Immeuble du Café des Deux Garçons
Emblème vivant du Cours Mirabeau, le Café des Deux Garçons est une institution aixoise du XVIIIe siècle où Cézanne, Zola et Picasso ont sirotél'absinthe, figée dans son décor Second Empire d'une rare élégance.
Histoire
Au cœur du Cours Mirabeau, l'artère la plus célèbre d'Aix-en-Provence, l'immeuble abritant le Café des Deux Garçons constitue l'un des témoignages les plus éloquents de la vie de café à la française telle qu'elle s'épanouit entre le XVIIIe et le XIXe siècle. Fondé en 1792, l'établissement occupe le rez-de-chaussée d'un immeuble de style classique provençal dont la façade sobre et élégante dialogue harmonieusement avec les platanes centenaires ombrant l'avenue. On y perçoit immédiatement cette dualité typiquement méridionale : la rigueur architecturale du classicisme français tempérée par la sensualité des ocres et des pierres calcaires de la région. Ce qui distingue véritablement les 'Deux G', comme les Aixois l'appellent affectueusement, c'est la conservation remarquable de son intérieur Belle Époque : boiseries dorées, miroirs biseautés à l'infini, banquettes en velours rouge sang, et luminaires en bronze patiné qui projettent une lumière dorée sur un parquet à chevrons savamment vieilli. Chaque détail évoque l'âge d'or des cafés littéraires parisiens, transporté sous le soleil de Provence. L'expérience de visite dépasse la simple contemplation architecturale : s'attabler en terrasse sous les platanes, un café crème devant soi, c'est s'inscrire dans une continuité historique vertigineuse qui relie directement à Cézanne esquissant ses premières toiles mentales, à Émile Zola discutant fiévreusement de littérature, ou à Picasso observant la lumière rasante du soir sur les façades dorées du Cours. Le café est resté ouvert et vivant, ce qui en fait un monument habité, peut-être le plus précieux des statuts. Le Cours Mirabeau lui-même, tracé en 1649 sur l'emplacement des anciennes murailles médiévales, forme un écrin idéal pour cet édifice. Les fontaines moussues qui rythment l'avenue, la perspective monumentale des hôtels particuliers du XVIIe et XVIIIe siècle côté sud, la succession de cafés et de librairies côté nord — tout concourt à faire de cette adresse non seulement un monument architectural, mais un fragment de mémoire collective provençale, protégé à juste titre depuis 1984 au titre des Monuments Historiques.
Architecture
L'immeuble du Café des Deux Garçons présente une façade typique de l'architecture classique provençale du XVIIIe siècle, s'inscrivant dans la continuité stylistique des immeubles de rapport qui bordent le côté nord du Cours Mirabeau. Construit en pierre calcaire locale aux teintes chaudes allant du blanc crème à l'ocre doré, l'édifice déploie une façade ordonnée sur plusieurs niveaux, rythmée par des fenêtres à moulures et des balconnets en fer forgé ouvragé.
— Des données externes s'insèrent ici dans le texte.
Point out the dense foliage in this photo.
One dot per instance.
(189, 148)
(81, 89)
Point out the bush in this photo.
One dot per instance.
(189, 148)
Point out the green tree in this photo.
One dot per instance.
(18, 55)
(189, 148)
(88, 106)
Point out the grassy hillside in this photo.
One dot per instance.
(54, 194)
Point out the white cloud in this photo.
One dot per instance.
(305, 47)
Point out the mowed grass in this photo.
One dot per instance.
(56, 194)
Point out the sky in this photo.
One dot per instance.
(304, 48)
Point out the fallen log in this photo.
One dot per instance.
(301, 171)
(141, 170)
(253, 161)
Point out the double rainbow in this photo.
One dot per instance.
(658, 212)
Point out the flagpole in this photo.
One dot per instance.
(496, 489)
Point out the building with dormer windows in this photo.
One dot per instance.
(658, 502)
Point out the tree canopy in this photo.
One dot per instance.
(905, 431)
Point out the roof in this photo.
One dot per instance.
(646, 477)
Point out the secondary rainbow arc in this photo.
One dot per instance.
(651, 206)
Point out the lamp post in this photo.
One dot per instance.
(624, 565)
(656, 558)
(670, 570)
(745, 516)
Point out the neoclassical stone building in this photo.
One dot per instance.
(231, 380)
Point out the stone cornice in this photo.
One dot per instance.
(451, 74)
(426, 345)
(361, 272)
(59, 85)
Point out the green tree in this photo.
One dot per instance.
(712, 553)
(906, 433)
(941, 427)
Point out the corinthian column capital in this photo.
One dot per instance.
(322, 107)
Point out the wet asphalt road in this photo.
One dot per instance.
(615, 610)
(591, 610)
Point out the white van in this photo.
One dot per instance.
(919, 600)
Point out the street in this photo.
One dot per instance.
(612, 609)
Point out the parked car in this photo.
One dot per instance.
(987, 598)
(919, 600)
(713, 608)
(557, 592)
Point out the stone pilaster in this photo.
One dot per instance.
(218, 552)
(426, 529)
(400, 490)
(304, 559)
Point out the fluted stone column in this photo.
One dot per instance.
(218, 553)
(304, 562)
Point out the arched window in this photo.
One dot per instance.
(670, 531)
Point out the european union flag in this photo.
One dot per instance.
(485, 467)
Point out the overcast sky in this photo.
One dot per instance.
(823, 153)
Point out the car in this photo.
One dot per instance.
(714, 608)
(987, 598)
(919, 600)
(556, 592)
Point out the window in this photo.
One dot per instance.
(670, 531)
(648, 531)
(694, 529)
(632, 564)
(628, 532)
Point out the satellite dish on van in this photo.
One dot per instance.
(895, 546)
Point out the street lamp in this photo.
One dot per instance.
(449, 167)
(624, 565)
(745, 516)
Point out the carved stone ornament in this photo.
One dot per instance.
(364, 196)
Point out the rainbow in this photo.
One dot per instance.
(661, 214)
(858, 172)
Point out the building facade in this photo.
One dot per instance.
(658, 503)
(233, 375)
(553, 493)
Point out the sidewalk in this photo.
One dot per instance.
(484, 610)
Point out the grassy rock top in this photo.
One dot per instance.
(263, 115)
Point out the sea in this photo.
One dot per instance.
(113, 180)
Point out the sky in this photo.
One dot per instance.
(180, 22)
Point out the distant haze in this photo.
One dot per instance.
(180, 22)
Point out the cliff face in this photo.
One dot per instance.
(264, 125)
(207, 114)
La corniche sommitale, travaillée en modillons, couronne l'ensemble avec la sobriété élégante caractéristique du classicisme méridional, distinct par sa légèreté de son équivalent parisien. L'espace commercial du rez-de-chaussée a été profondément remanié au milieu du XIXe siècle pour accueillir le décor intérieur Second Empire qui fait aujourd'hui la renommée de l'établissement. La salle principale révèle un ensemble cohérent de boiseries peintes et dorées, de hauts miroirs biseautés multipliant l'espace à l'infini, de plafonds à caissons ornés de motifs floraux et de cartouches, et d'un comptoir en bois massif sculpté. Les luminaires en bronze doré, suspendus à des rosaces de plâtre, complètent un décor d'une qualité remarquable qui trouve peu d'équivalents aussi bien conservés en province. La terrasse extérieure, prolongeant harmonieusement l'établissement sur le trottoir ombragé du Cours, constitue en elle-même un élément architectural et patrimonial essentiel, prolongement de l'espace intérieur vers le grand théâtre urbain du Cours Mirabeau.